Пока я еще не решил, нравится ли ей этот молодой человек, я был очень зол на Пиклсона, и можно сказать, ему повезло, что он уже получил свое наследство. Потому что я частенько думал: «Если бы не этот слабоумный великан, не пришлось бы мне ломать голову и мучиться из-за какого-то молодого человека». Но как только я понял, что она его любит, как только я увидел, что она из-за него плачет, все сразу стало по-другому. Я тут же мысленно примирился с Пиклсоном и, стиснув зубы, заставил себя поступить как должно.
К этому времени она уже ушла от молодого человека (на то, чтобы хорошенько стиснуть зубы, мне понадобилось минуты две-три), а он, закрыв лицо руками, прислонился к другой елке (их там был целый лесок). Я потрогал его за плечо. Он обернулся и, увидев меня, сказал нашими знаками:
— Не сердитесь.
— Я не сержусь, дружок. Я тебе помогу. Пойдем со мной.

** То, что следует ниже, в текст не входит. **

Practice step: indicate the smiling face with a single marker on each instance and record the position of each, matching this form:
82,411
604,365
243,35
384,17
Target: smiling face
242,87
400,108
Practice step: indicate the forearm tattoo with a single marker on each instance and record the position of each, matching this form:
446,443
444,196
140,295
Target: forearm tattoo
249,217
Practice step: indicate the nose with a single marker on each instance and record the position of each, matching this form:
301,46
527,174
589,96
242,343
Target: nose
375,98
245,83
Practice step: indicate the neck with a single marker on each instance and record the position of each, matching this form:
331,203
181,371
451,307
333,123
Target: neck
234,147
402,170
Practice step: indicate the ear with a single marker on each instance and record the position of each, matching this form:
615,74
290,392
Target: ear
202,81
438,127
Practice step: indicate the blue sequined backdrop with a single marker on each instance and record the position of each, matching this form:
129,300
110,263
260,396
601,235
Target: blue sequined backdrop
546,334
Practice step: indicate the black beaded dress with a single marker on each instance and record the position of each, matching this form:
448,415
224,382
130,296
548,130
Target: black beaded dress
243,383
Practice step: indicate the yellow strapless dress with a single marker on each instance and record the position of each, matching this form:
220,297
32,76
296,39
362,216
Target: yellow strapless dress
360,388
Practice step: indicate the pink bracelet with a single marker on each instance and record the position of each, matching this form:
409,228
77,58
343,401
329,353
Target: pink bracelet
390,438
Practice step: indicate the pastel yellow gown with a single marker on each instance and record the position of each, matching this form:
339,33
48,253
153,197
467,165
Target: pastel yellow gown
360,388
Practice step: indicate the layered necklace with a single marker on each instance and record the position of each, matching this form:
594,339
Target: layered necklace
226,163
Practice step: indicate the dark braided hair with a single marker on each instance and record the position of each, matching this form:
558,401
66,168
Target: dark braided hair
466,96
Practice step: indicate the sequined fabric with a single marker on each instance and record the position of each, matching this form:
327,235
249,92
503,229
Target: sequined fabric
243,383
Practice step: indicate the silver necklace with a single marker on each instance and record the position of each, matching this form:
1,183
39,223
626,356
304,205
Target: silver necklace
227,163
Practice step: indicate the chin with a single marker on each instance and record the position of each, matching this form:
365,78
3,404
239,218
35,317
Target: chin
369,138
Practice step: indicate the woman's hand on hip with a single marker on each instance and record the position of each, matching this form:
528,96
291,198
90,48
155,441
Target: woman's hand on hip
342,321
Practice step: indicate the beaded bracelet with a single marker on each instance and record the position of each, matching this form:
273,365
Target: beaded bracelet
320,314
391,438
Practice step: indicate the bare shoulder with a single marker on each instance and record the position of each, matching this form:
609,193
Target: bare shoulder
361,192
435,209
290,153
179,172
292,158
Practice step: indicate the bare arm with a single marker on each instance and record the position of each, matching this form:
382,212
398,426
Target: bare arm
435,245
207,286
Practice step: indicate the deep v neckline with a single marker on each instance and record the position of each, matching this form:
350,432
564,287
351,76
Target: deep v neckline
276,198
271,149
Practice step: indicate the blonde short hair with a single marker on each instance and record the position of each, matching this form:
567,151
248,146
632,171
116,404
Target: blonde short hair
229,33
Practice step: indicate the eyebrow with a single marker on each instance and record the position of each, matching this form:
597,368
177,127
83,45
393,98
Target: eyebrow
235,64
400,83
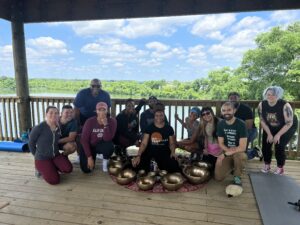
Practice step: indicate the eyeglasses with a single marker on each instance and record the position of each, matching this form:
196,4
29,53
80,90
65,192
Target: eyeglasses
95,86
205,114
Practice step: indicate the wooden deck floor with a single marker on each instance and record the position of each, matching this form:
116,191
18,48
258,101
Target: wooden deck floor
95,199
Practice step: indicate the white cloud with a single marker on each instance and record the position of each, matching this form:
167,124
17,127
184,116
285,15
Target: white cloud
215,35
157,46
197,56
130,28
228,53
98,27
285,16
250,22
47,46
113,50
6,51
211,25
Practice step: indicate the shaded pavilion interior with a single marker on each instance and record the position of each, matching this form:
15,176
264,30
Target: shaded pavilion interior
19,12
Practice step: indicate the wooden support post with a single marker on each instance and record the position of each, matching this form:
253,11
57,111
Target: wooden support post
20,64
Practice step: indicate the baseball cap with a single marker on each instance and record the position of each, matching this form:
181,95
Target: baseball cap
101,105
196,110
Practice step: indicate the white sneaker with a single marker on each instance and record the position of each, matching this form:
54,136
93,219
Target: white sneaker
104,165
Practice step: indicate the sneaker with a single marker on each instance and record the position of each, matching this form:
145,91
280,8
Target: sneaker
237,180
99,156
77,160
104,165
258,153
266,168
37,174
279,171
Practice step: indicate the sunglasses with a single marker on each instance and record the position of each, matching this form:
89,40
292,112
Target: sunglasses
95,86
205,113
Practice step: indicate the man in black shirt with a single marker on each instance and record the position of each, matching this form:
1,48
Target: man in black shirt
245,113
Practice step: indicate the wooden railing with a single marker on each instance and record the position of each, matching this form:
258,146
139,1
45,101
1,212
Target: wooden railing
9,124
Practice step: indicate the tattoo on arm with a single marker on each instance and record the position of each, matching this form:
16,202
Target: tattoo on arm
289,112
288,122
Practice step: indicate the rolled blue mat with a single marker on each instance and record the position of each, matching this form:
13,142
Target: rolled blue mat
10,146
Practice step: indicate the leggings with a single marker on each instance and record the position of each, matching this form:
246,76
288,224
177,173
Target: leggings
49,168
279,148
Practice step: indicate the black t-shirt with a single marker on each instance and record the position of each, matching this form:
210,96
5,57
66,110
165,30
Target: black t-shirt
159,137
232,132
244,113
273,115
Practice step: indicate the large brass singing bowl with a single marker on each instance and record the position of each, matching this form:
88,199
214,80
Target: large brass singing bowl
115,159
152,174
203,164
196,175
126,176
172,181
141,173
146,183
162,173
115,168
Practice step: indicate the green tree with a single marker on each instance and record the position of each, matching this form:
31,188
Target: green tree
275,61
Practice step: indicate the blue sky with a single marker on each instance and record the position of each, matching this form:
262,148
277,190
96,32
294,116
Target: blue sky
171,48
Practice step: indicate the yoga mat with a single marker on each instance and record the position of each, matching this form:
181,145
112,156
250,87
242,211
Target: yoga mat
272,192
11,146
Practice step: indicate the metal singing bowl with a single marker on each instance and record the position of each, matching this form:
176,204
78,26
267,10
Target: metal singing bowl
162,173
115,159
146,183
141,173
196,175
203,164
115,168
172,181
126,176
152,174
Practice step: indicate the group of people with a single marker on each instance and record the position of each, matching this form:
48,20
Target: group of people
90,130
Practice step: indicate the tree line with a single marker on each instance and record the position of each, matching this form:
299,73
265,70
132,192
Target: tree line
274,61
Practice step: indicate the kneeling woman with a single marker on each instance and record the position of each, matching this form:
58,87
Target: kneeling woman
43,143
96,138
159,144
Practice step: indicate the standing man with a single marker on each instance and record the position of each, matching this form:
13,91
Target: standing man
147,117
244,112
68,129
87,99
232,139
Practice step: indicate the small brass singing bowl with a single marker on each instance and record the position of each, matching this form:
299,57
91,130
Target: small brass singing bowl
146,183
172,181
203,164
115,168
141,173
125,177
115,159
162,173
196,175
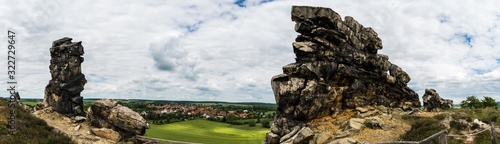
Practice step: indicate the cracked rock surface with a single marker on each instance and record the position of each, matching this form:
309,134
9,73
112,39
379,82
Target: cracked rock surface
63,91
337,67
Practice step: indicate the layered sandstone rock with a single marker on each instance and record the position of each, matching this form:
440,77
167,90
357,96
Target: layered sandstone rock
63,91
107,113
432,100
337,68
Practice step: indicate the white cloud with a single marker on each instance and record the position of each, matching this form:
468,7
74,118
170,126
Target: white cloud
217,50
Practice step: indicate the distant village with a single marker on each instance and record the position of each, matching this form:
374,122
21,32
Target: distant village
167,113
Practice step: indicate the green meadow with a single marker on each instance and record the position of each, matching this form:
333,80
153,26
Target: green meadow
208,132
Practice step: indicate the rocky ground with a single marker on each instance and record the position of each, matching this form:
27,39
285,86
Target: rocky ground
78,132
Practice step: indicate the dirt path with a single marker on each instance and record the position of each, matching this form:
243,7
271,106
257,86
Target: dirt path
63,124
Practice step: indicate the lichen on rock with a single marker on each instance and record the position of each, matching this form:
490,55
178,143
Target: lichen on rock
337,67
63,91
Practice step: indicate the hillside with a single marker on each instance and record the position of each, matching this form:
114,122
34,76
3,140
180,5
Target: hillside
29,128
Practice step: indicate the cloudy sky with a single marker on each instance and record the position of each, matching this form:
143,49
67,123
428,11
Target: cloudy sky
227,50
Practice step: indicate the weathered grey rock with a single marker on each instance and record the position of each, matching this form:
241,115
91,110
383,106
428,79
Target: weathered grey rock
345,141
337,67
303,135
63,91
374,123
432,100
78,127
78,119
355,125
39,106
107,113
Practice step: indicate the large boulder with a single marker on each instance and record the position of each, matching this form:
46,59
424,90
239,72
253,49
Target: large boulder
107,113
337,67
63,91
432,100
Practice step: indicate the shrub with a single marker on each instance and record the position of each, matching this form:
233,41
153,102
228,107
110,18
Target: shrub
266,123
457,125
440,116
483,138
474,126
421,128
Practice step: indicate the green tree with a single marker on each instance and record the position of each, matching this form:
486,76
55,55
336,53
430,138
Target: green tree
489,102
251,123
230,118
471,102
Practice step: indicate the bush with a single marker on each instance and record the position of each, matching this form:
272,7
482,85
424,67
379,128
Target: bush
483,138
251,123
266,123
421,128
474,126
471,102
440,116
457,125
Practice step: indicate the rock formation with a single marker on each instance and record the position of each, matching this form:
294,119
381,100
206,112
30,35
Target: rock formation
63,91
432,100
337,68
107,113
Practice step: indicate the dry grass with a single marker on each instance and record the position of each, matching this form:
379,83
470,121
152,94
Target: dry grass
394,128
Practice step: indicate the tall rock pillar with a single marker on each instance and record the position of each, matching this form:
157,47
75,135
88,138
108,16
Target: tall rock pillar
63,91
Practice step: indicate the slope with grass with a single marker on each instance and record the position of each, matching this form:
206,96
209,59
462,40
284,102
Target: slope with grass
29,128
209,132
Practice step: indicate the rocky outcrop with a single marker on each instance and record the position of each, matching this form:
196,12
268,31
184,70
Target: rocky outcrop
432,100
107,113
63,91
337,68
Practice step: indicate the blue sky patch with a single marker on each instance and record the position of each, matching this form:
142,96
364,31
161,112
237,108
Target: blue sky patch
481,71
466,38
240,3
442,18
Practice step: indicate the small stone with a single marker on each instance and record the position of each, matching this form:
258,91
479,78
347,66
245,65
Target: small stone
304,134
362,109
78,127
375,123
432,100
106,113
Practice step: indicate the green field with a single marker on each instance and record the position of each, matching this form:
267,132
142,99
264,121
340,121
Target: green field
209,132
30,103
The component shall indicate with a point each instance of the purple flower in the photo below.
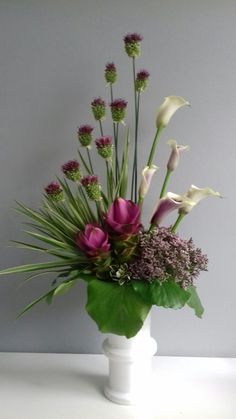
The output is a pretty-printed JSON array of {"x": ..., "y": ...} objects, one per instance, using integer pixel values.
[
  {"x": 71, "y": 170},
  {"x": 141, "y": 80},
  {"x": 142, "y": 75},
  {"x": 123, "y": 218},
  {"x": 132, "y": 37},
  {"x": 93, "y": 241},
  {"x": 163, "y": 255},
  {"x": 110, "y": 73},
  {"x": 54, "y": 191},
  {"x": 98, "y": 108},
  {"x": 85, "y": 135},
  {"x": 104, "y": 147},
  {"x": 118, "y": 107},
  {"x": 132, "y": 44}
]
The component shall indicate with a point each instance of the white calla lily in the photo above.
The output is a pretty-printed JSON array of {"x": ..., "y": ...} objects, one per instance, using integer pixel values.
[
  {"x": 167, "y": 109},
  {"x": 194, "y": 195},
  {"x": 174, "y": 155},
  {"x": 146, "y": 177}
]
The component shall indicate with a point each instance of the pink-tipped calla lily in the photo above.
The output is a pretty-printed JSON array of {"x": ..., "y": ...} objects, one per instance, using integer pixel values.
[
  {"x": 174, "y": 155},
  {"x": 123, "y": 218},
  {"x": 193, "y": 196},
  {"x": 93, "y": 241},
  {"x": 167, "y": 109},
  {"x": 167, "y": 204},
  {"x": 146, "y": 177}
]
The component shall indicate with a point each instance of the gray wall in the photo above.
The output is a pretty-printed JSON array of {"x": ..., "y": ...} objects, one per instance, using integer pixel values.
[{"x": 52, "y": 55}]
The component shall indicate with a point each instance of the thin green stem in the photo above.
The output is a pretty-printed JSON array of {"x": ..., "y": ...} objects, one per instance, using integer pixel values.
[
  {"x": 109, "y": 181},
  {"x": 133, "y": 185},
  {"x": 168, "y": 172},
  {"x": 154, "y": 145},
  {"x": 136, "y": 151},
  {"x": 89, "y": 159},
  {"x": 101, "y": 130},
  {"x": 117, "y": 169},
  {"x": 176, "y": 224}
]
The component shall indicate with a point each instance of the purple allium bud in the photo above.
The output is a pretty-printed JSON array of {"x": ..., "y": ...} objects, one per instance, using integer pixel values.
[
  {"x": 98, "y": 108},
  {"x": 85, "y": 135},
  {"x": 92, "y": 187},
  {"x": 141, "y": 80},
  {"x": 54, "y": 191},
  {"x": 71, "y": 170},
  {"x": 110, "y": 73},
  {"x": 104, "y": 147},
  {"x": 118, "y": 107},
  {"x": 132, "y": 44}
]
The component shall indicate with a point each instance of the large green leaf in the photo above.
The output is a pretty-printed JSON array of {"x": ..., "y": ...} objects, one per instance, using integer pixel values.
[
  {"x": 166, "y": 294},
  {"x": 194, "y": 301},
  {"x": 116, "y": 308}
]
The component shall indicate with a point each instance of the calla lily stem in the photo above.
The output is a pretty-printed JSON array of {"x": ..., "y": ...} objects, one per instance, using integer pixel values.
[
  {"x": 154, "y": 145},
  {"x": 177, "y": 222},
  {"x": 89, "y": 159},
  {"x": 101, "y": 129},
  {"x": 168, "y": 172}
]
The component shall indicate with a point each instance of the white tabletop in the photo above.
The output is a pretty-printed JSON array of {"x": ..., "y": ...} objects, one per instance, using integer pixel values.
[{"x": 63, "y": 386}]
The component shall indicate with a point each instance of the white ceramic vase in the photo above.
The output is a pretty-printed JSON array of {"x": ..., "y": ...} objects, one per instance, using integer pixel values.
[{"x": 130, "y": 365}]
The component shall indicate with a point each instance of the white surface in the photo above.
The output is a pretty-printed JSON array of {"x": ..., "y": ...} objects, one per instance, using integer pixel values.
[
  {"x": 59, "y": 386},
  {"x": 130, "y": 365}
]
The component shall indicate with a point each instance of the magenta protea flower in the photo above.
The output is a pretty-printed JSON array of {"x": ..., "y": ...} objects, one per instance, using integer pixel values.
[
  {"x": 92, "y": 187},
  {"x": 85, "y": 135},
  {"x": 110, "y": 73},
  {"x": 141, "y": 80},
  {"x": 104, "y": 147},
  {"x": 98, "y": 108},
  {"x": 71, "y": 170},
  {"x": 123, "y": 218},
  {"x": 93, "y": 241},
  {"x": 118, "y": 108},
  {"x": 132, "y": 44},
  {"x": 54, "y": 191}
]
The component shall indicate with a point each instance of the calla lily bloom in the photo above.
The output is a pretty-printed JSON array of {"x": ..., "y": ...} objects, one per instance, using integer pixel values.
[
  {"x": 166, "y": 205},
  {"x": 174, "y": 155},
  {"x": 167, "y": 109},
  {"x": 193, "y": 196},
  {"x": 146, "y": 178}
]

Я оставил его у ступенек Библиотечного фургона и вошел туда один. Она вытирала глаза.
— Ты плакала, родная?
— Да, отец.
— Почему?
— Голова болит.
— А не сердце?
— Нет, голова, отец.
— Доктор Мериголд выпишет сейчас рецепт от головной боли.
Она взяла книжечку с моими «Рецептами» и протянула мне с вымученной улыбкой, но, заметив, что я не шучу и книги не беру, тихонько положила ее на место и внимательно посмотрела на меня.
— Рецепт не там, Софи.
— А где же?
— Здесь, родная.
Я подвел к ней ее жениха, соединил их руки и сказал: «Последний рецепт доктора Мериголда. Принимать всю жизнь». А потом ушел.
На свадьбу я в первый и в последний раз в жизни надел сюртук (сукно синее, а пуговицы так и горят) и своими собственными руками отдал Софи молодому супругу. На свадьбе присутствовали только мы трое и тот джентльмен, который заботился о ней эти два года. Я устроил в Библиотечном фургоне свадебный обед на четыре персоны. Пирог с голубями, окорок в маринаде, две курочки и всякие надлежащие овощи. Напитки самые лучшие. Я произнес тост, и племянник моего доктора произнес тост, и шутки наши всем пришлись по вкусу, и все было как нельзя лучше. За обедом я сказал Софи, что сохраню Библиотечный фургон и буду жить в нем, возвращаясь из поездок, и сберегу все ее книги в целости и сохранности, пока она не вернется. Так она и уехала в Китай со своим молодым мужем, и прощание наше было очень грустным, а потом я нашел своему мальчишке другое место, а сам, как в те годы, когда умерли моя девочка и жена, зашагал с кнутом на плече рядом со старым конягой.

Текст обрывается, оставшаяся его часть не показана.